A lot of the higher fuel efficiency quoted for diesels comes not from the absolute efficiency(which is higher, but not dramatically so) but rather that the energy density of diesel fuel is higher. It's similar to phenomena like seeing lower gas mileage in a gasoline engine with winter blend gas as opposed to summer blends. Winter blends are more volatile, and in petroleum chemistry higher volatility usually means shorter hydrocarbon chains and lower energy density. Also, if you have a flex fuel vehicle, look at the mileage hit you get on E85 vs. E10.
As far as emissions go-since the US has really started cracking down on exhaust gases NOx, SOx, and VOCs have been the big focus. With closed loop fuel injection VOCs are pretty easy to control(and also helps gas mileage since the gas is actually burning in the cylinder and not coming out the tailpipe). Even without fuel injection, the solutions were usually to run the car lean, advance the spark aggressively, and sometimes run an air injection system into the exhaust to help burn anything in the tail pipe that wasn't burned in the engine. Gasoline tends to be low enough in sulfur that SOx really isn't an issue. Higher combustion temperatures tend to promote NOx formation, so the immediate solution was to lower compression-something you can't really do with diesel and still have a reliable engine. Now, catalytic converters scavenge VOCs and can also handle NOx to the point where we're now seeing high CR engines return.

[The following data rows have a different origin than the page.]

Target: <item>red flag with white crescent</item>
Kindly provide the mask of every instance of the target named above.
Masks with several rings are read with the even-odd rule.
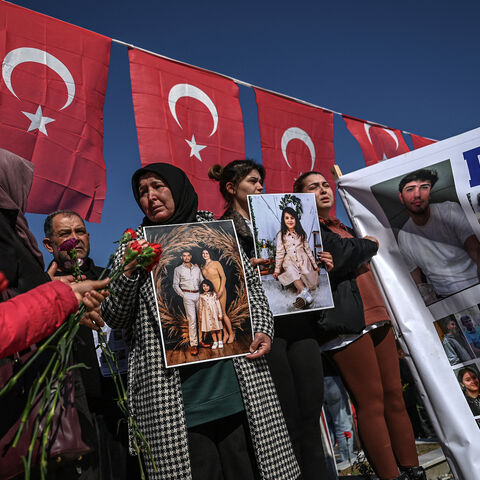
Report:
[[[436,140],[431,140],[430,138],[420,137],[419,135],[415,135],[413,133],[410,134],[413,143],[413,149],[416,150],[417,148],[426,147],[427,145],[431,145],[435,143]]]
[[[333,113],[255,88],[268,193],[292,192],[302,173],[320,172],[335,188]],[[334,210],[332,210],[334,213]]]
[[[360,144],[367,167],[409,151],[400,130],[371,125],[346,115],[343,115],[343,119]]]
[[[99,222],[111,40],[0,2],[0,148],[34,163],[28,212]]]
[[[133,108],[142,165],[171,163],[185,171],[199,207],[223,213],[209,168],[244,158],[238,87],[230,79],[130,49]]]

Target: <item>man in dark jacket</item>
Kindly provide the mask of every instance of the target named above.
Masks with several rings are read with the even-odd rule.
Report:
[[[90,254],[90,235],[87,232],[83,219],[73,210],[59,210],[51,213],[45,219],[44,224],[45,238],[43,244],[45,248],[53,255],[48,272],[55,276],[68,277],[72,274],[73,262],[66,251],[59,251],[58,247],[70,238],[78,241],[77,250],[78,263],[82,275],[87,280],[97,279],[103,271],[103,268],[97,267]],[[89,445],[93,443],[96,454],[87,455],[90,460],[85,462],[87,465],[80,466],[80,469],[86,469],[90,474],[80,478],[98,478],[101,480],[122,480],[126,478],[137,478],[138,468],[136,460],[129,461],[128,440],[126,428],[122,425],[120,435],[117,433],[119,420],[122,414],[116,405],[116,394],[113,380],[109,377],[109,370],[102,355],[97,355],[96,349],[97,337],[93,330],[103,327],[101,324],[93,324],[90,319],[86,319],[77,334],[78,342],[73,352],[75,363],[84,363],[88,368],[80,369],[81,383],[84,386],[84,395],[82,401],[82,392],[76,393],[76,405],[82,405],[87,411],[82,422],[82,436],[86,436],[85,441],[90,440]],[[113,330],[108,333],[109,345],[115,344],[117,360],[122,374],[127,369],[128,351],[123,340],[121,330]],[[103,360],[103,361],[102,361]],[[122,368],[123,367],[123,368]],[[124,383],[126,384],[126,378]],[[78,389],[77,389],[78,392]],[[86,401],[85,401],[86,398]],[[87,407],[88,405],[88,407]],[[79,407],[77,406],[77,409]],[[128,462],[128,473],[127,473]],[[132,470],[132,471],[130,471]],[[127,476],[128,475],[128,476]]]

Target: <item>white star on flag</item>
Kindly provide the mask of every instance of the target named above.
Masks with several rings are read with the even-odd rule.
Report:
[[[188,143],[188,146],[190,147],[190,156],[197,157],[200,161],[202,161],[202,158],[200,157],[200,152],[204,149],[207,148],[206,145],[197,145],[197,142],[195,141],[195,135],[192,135],[191,140],[185,139],[185,141]]]
[[[42,113],[42,107],[39,105],[35,113],[22,112],[30,120],[30,126],[28,127],[27,132],[32,130],[39,130],[48,137],[46,125],[50,122],[54,122],[55,119],[44,117]],[[190,155],[191,156],[191,155]]]

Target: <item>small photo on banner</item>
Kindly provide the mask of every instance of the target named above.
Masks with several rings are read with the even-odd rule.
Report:
[[[250,353],[250,304],[232,220],[144,232],[163,247],[151,281],[167,368]]]
[[[409,151],[400,130],[371,125],[347,115],[343,115],[343,120],[360,144],[367,167]]]
[[[313,193],[249,195],[258,270],[274,315],[332,308]]]
[[[450,160],[371,187],[426,305],[479,283],[477,238],[459,201]]]
[[[480,416],[480,373],[475,362],[453,370],[474,417]]]
[[[295,180],[312,170],[334,186],[333,113],[254,90],[267,193],[291,192]]]
[[[100,222],[111,39],[0,2],[0,148],[34,164],[27,211]]]
[[[419,135],[415,135],[413,133],[410,134],[410,138],[412,139],[413,148],[415,150],[417,148],[426,147],[427,145],[431,145],[432,143],[436,143],[436,140],[431,140],[430,138],[420,137]]]
[[[142,166],[165,162],[181,168],[199,207],[220,215],[224,201],[208,170],[245,156],[238,86],[140,50],[130,49],[129,58]]]

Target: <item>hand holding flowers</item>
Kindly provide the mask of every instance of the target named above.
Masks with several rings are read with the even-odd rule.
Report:
[[[60,245],[59,251],[66,251],[72,261],[71,272],[75,279],[75,283],[71,283],[70,286],[80,302],[78,311],[71,315],[65,321],[65,323],[60,326],[59,329],[57,329],[50,337],[41,343],[35,354],[30,357],[30,359],[15,375],[9,379],[9,381],[0,390],[1,397],[18,383],[20,377],[24,375],[27,369],[36,359],[38,359],[40,355],[42,355],[47,349],[51,352],[45,370],[41,372],[40,375],[38,375],[31,383],[29,392],[27,394],[27,405],[22,413],[22,422],[20,423],[19,430],[13,442],[13,447],[16,447],[22,432],[26,430],[25,424],[34,407],[34,401],[36,397],[41,394],[41,406],[32,430],[32,436],[28,440],[28,451],[26,453],[26,457],[24,457],[26,479],[30,478],[31,468],[35,462],[39,462],[40,464],[41,479],[44,480],[46,478],[49,445],[52,444],[51,429],[53,415],[50,414],[50,412],[54,412],[57,409],[57,405],[59,404],[60,400],[59,392],[64,389],[64,384],[68,378],[68,372],[74,368],[85,366],[83,364],[72,365],[71,362],[71,352],[75,342],[75,336],[79,328],[79,322],[82,318],[89,318],[90,320],[93,320],[92,325],[89,326],[97,329],[98,325],[103,324],[103,321],[101,320],[100,314],[97,312],[97,310],[99,304],[101,301],[103,301],[103,298],[108,295],[108,292],[102,290],[105,289],[108,282],[110,280],[113,282],[116,278],[123,274],[130,276],[137,268],[143,268],[148,272],[151,271],[162,254],[162,247],[160,244],[148,243],[145,240],[137,240],[136,232],[132,229],[127,229],[119,242],[120,244],[127,244],[124,259],[121,265],[110,272],[110,280],[105,279],[103,282],[97,281],[89,283],[90,281],[82,281],[84,279],[81,272],[81,265],[83,262],[77,256],[75,249],[77,243],[78,240],[74,238],[68,239],[63,242],[62,245]],[[111,267],[113,258],[114,256],[111,255],[108,265],[100,275],[99,280],[103,278],[108,269]],[[87,293],[88,291],[91,291],[92,288],[100,289],[101,291]],[[90,310],[88,313],[89,317],[86,317],[85,314],[88,312],[88,310]],[[98,333],[101,340],[100,348],[102,349],[102,353],[107,360],[107,364],[116,387],[118,395],[117,404],[125,416],[125,421],[129,425],[133,446],[139,458],[141,475],[142,478],[145,478],[141,459],[142,455],[149,455],[153,465],[155,466],[150,445],[140,431],[135,417],[130,412],[128,407],[127,392],[125,386],[123,385],[122,379],[118,374],[116,356],[106,343],[106,339],[102,331],[99,330]],[[53,385],[55,388],[52,388]],[[37,455],[34,453],[37,451],[37,448],[39,451],[39,458],[36,458]]]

By contrast, it's hard to tweak combustion conditions in a diesel to cut out VOCs, which is a lot of the reason why they(historically) have had such a distinctive smell. The high CRs inherent in a diesel(again something you can't change too much) make NOx formation a real problem and the higher sulfur content of diesel fuel tends to promote SOx formation. Urea injection cuts down a lot of the NOx and low sulfur diesel fuels help with SOx. You still have the VOC problem, though. There's also the issue of particulates, which are basically non-existent on an in-tune gasoline engine but are a problem with diesel. On stationary engines, you can put scrubbers on that keep this pretty well under control, but they tend to be big and bulky enough that they're impractical on stationary engines.
As mentioned-especially after the recent VAG and now FCA diesel scandals-I see diesels taking another big step back in the USA on anything other than than large pickups on up to big rigs(and busses).